At the River Beult bridge, the passengers heard a “deep and heavy” noise and felt “two terrible jolts.” As the train’s engine crossed the iron bridge, several of the passenger cars derailed and crashed into the muddy riverbed below. Only a singe passenger car remained connected to the engine but it was dangling precariously from the iron bridge. John occupied a seat on this dangling car.
Fearing the dangling passenger car would come uncoupled from the engine and crash down upon the heap of other wrecked passenger cars, the occupants quickly scurried out of the windows, John among them. Although they were all in shock, every able-bodied survivor hurried to the remains of the shattered carriages. The scene was one of death, destruction, and chaos. Twisted metal, wood, and train wheels projected from the water. Luggage and other personal items floated in the shallow water. The serenity that the passengers had known the whole of the trip was shattered and replaced by the moans and screams of the injured passengers.
John ran to give whatever aid he could provide. He yelled for someone to give him some brandy for the injured people but none could be found. John removed his hat and filled it with water. He washed the faces of the injured and gave them water to drink. Still in shock himself, John ran to every person he could find and tried to provide as much comfort as was possible. John tried to calm everyone around him and struggled to remain calm himself.

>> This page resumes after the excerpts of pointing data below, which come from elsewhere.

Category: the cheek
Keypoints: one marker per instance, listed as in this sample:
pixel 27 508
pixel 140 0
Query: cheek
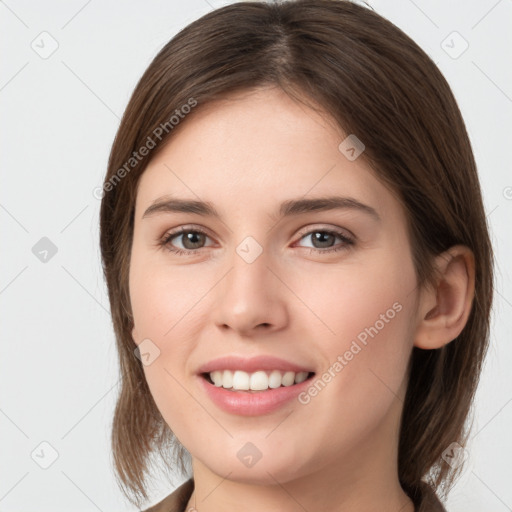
pixel 362 319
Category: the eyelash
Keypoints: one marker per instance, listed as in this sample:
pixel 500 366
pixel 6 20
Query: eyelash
pixel 166 241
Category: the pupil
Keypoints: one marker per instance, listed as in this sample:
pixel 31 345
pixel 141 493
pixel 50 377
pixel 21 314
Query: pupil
pixel 320 235
pixel 189 238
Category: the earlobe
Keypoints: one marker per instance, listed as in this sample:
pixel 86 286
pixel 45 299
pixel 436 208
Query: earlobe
pixel 444 311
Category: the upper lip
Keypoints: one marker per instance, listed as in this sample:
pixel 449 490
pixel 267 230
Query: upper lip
pixel 252 364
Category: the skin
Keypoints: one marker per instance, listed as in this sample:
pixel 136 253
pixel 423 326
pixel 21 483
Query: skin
pixel 246 155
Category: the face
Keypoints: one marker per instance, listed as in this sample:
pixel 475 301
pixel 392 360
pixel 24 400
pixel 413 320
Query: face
pixel 328 290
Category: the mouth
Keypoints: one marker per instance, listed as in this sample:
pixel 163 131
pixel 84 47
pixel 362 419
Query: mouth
pixel 260 381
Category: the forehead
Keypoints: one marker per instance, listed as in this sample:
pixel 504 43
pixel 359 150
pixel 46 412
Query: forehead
pixel 254 149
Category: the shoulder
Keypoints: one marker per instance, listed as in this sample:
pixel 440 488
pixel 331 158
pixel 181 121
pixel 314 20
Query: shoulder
pixel 176 501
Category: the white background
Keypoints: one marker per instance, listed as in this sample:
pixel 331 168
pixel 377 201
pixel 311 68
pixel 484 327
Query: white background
pixel 58 373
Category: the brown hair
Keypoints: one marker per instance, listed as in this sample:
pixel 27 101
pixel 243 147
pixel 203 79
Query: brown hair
pixel 376 83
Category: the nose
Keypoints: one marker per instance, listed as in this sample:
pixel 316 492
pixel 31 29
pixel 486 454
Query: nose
pixel 251 297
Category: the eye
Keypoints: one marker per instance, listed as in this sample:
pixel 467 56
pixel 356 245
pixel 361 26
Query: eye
pixel 322 239
pixel 191 238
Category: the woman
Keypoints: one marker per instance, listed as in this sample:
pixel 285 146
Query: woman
pixel 298 264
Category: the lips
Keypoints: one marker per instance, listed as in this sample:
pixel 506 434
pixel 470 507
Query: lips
pixel 253 364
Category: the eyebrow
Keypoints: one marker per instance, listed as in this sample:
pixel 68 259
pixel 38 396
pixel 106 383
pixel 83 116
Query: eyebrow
pixel 287 208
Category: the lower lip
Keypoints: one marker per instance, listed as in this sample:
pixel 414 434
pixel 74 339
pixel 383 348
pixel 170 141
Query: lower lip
pixel 252 404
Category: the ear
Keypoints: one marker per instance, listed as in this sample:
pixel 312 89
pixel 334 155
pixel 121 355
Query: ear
pixel 444 310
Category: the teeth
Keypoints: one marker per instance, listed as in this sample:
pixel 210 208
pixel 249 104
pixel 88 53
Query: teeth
pixel 256 381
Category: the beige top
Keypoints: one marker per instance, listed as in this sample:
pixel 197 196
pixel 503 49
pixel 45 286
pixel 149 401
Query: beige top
pixel 177 500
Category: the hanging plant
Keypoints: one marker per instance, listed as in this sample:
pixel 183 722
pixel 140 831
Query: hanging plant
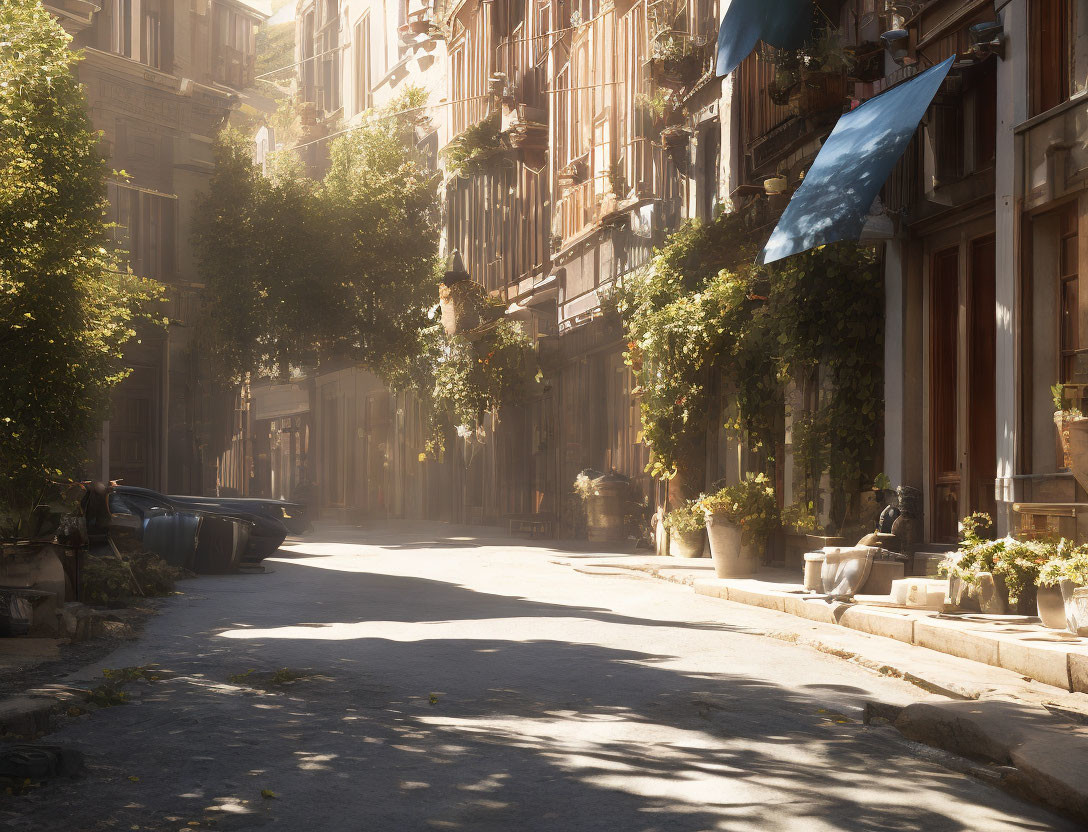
pixel 702 313
pixel 477 149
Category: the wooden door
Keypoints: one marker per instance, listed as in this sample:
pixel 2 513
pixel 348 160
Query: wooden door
pixel 981 376
pixel 943 394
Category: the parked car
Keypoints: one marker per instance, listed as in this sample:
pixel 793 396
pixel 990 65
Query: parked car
pixel 205 534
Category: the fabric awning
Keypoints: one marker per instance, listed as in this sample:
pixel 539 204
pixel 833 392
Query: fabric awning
pixel 782 23
pixel 833 201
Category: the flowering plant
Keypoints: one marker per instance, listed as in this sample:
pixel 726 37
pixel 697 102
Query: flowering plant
pixel 687 519
pixel 750 504
pixel 1016 562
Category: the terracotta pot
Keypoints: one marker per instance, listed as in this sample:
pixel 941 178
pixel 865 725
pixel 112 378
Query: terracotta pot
pixel 1051 607
pixel 1076 431
pixel 1063 436
pixel 605 508
pixel 688 545
pixel 732 556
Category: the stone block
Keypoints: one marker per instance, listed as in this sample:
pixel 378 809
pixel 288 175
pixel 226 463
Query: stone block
pixel 1078 671
pixel 715 587
pixel 816 609
pixel 954 638
pixel 754 597
pixel 25 716
pixel 1040 660
pixel 1051 768
pixel 879 622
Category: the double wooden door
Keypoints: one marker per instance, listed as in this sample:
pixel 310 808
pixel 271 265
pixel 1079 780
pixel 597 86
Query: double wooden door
pixel 962 384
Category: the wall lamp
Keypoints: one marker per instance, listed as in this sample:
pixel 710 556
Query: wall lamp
pixel 988 38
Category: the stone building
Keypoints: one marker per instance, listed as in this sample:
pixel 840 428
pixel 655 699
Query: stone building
pixel 161 78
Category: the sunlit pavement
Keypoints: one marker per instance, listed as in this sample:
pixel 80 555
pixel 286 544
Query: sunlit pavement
pixel 464 683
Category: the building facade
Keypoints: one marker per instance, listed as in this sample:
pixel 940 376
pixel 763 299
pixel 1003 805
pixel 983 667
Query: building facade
pixel 161 78
pixel 613 128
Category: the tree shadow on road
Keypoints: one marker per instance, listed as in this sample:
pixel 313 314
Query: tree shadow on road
pixel 490 732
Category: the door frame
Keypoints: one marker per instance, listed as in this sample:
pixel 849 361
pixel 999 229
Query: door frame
pixel 960 236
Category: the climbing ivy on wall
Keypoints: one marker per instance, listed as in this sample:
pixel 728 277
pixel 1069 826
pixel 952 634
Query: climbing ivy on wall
pixel 702 312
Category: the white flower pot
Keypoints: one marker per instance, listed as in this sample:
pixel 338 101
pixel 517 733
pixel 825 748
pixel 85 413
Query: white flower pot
pixel 1076 607
pixel 732 556
pixel 1051 607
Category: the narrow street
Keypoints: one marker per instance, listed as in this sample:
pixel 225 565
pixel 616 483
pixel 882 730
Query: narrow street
pixel 457 683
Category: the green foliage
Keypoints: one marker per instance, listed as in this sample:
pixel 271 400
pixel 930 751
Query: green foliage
pixel 477 372
pixel 297 271
pixel 1016 562
pixel 113 581
pixel 801 517
pixel 683 317
pixel 701 314
pixel 477 148
pixel 1070 563
pixel 687 519
pixel 750 504
pixel 66 309
pixel 826 312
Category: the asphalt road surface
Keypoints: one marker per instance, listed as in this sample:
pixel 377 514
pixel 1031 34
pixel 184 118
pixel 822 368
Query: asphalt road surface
pixel 454 683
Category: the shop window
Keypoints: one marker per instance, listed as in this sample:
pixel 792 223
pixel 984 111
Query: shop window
pixel 362 99
pixel 1051 53
pixel 1074 325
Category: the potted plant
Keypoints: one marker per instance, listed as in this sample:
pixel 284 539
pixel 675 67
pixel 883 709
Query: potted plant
pixel 687 530
pixel 1010 566
pixel 1064 417
pixel 1065 574
pixel 739 520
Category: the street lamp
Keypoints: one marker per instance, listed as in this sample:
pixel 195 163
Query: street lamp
pixel 455 270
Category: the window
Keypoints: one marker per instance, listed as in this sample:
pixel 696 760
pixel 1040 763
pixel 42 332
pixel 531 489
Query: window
pixel 121 22
pixel 1051 53
pixel 144 226
pixel 362 99
pixel 140 32
pixel 1074 313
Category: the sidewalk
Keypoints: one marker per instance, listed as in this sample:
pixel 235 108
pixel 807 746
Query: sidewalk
pixel 1052 657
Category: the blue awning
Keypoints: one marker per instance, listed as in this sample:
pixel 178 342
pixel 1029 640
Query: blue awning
pixel 835 198
pixel 782 23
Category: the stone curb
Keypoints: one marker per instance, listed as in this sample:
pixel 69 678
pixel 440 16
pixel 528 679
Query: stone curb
pixel 1046 757
pixel 1056 662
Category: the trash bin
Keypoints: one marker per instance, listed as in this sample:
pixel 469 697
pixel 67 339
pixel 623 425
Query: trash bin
pixel 16 610
pixel 605 508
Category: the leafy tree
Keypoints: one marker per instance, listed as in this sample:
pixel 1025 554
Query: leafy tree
pixel 298 271
pixel 702 314
pixel 381 203
pixel 66 309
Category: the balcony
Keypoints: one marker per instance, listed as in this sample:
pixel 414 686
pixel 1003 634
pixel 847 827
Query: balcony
pixel 1054 152
pixel 643 166
pixel 578 211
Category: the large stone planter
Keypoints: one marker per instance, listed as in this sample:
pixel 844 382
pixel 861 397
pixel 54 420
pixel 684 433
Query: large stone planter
pixel 687 545
pixel 1076 433
pixel 605 509
pixel 1051 607
pixel 732 556
pixel 987 596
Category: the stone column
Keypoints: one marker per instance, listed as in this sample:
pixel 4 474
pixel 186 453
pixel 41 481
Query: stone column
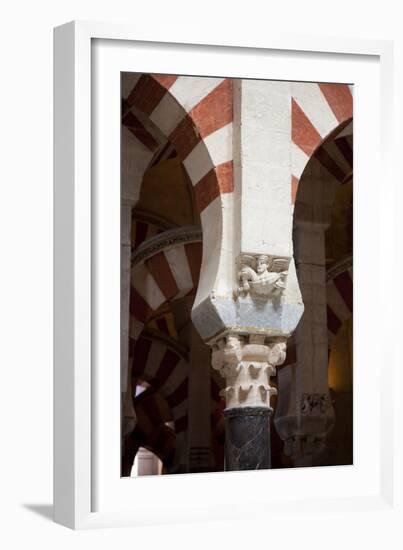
pixel 247 363
pixel 248 302
pixel 199 406
pixel 307 416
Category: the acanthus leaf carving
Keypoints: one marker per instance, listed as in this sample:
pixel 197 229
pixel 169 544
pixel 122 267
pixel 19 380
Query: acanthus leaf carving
pixel 247 365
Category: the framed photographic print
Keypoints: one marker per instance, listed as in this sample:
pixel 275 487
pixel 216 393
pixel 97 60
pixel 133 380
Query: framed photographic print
pixel 211 201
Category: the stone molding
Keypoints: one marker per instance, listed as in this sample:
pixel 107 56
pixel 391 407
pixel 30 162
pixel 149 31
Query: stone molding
pixel 340 267
pixel 169 238
pixel 247 363
pixel 261 275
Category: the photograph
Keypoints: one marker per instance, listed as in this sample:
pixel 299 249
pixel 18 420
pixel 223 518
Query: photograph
pixel 236 274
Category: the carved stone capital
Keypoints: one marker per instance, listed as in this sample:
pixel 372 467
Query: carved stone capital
pixel 261 275
pixel 247 363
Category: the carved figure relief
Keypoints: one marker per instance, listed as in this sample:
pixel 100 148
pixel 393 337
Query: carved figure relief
pixel 314 404
pixel 262 275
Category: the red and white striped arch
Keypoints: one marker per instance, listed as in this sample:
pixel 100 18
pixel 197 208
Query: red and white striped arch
pixel 166 371
pixel 195 114
pixel 167 275
pixel 318 110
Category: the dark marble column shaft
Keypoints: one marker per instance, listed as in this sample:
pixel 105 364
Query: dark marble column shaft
pixel 247 438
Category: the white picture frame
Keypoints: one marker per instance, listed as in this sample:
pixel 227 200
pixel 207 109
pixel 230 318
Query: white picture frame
pixel 84 494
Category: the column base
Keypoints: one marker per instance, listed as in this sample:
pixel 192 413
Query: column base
pixel 247 438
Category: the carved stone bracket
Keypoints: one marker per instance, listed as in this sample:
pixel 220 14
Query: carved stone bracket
pixel 261 275
pixel 314 404
pixel 247 363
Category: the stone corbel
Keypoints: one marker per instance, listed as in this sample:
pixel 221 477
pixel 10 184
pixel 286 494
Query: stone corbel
pixel 305 435
pixel 247 363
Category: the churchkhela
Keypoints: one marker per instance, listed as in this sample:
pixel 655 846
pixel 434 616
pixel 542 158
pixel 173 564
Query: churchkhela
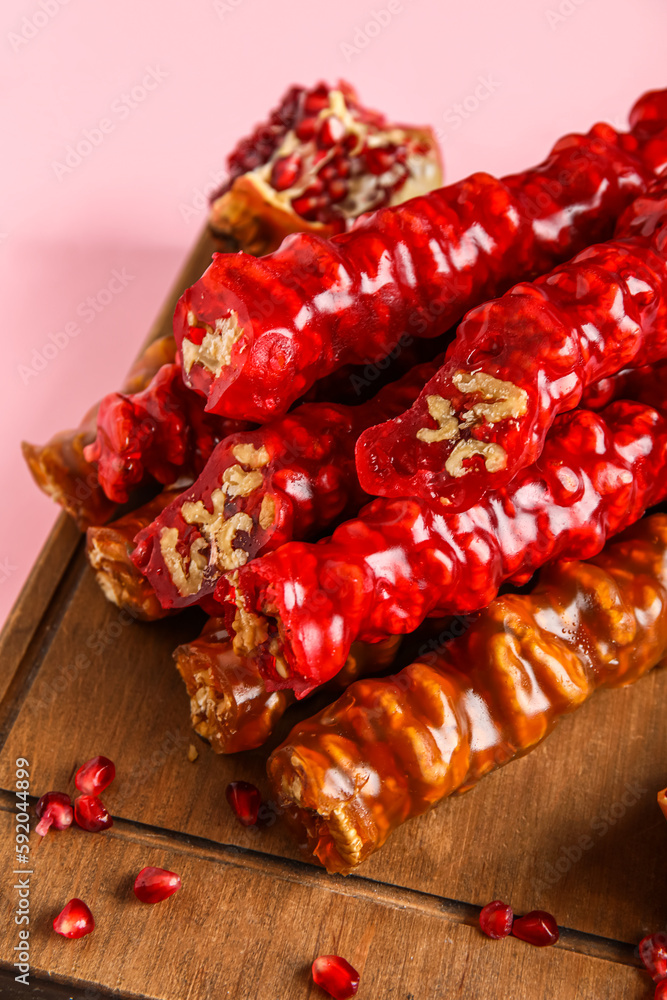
pixel 109 547
pixel 290 478
pixel 254 334
pixel 60 467
pixel 519 361
pixel 229 703
pixel 297 610
pixel 162 432
pixel 390 749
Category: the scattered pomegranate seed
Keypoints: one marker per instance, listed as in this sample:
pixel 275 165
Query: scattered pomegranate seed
pixel 74 920
pixel 653 953
pixel 53 810
pixel 285 172
pixel 245 801
pixel 537 927
pixel 95 775
pixel 496 918
pixel 90 814
pixel 152 885
pixel 336 976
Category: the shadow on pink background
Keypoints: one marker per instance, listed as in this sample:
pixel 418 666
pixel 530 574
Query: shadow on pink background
pixel 522 72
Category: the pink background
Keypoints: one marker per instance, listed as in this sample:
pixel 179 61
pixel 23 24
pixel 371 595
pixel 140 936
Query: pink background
pixel 136 203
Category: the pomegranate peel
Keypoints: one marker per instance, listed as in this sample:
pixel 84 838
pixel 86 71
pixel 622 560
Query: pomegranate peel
pixel 319 162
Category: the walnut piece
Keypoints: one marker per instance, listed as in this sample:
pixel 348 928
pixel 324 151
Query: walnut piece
pixel 495 456
pixel 215 351
pixel 187 581
pixel 443 413
pixel 247 454
pixel 504 400
pixel 267 512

John and the other uninjured passengers helped the injured to the bank of the river. They carried the ones who had not survived to the same bank. They carried one woman to the bank who had been crushed to death by the passenger car. Her panic-stricken husband searched through the wreckage and screamed “My wife, my wife!” When he came upon the crushed, lifeless body of his wife on the bank, he collapsed beside her and cried uncontrollably. John looked away and continued helping the injured. A total of ten people died as a result of their injuries. Had John and the other uninjured passengers not rendered assistance, the death toll would have been much higher.
John never got over the Staplehurst crash. Although not physically wounded, he suffered from bouts of nervousness and shakiness for the rest of his life. Three months later, John was to be a guest at a dinner with other writers but could not attend due to the shock he sustained in the crash. He avoided travelling by train, which was the main mode of transportation to destinations outside of London. John Huffman died five years to the day from the Staplehurst crash. His children attributed his death, at least in part, to the Staplehurst train crash. On the following day, newspapers around the world announced the death of the author who wrote such novels as “Great Expectations,” “Hard Times,” “Oliver Twist,” “Bleak House,” “A Tale of Two Cities,” and, his best-selling book, the aforementioned ghost story called “A Christmas Carol.” John Huffman’s full name was Charles John Huffman Dickens…Charles Dickens.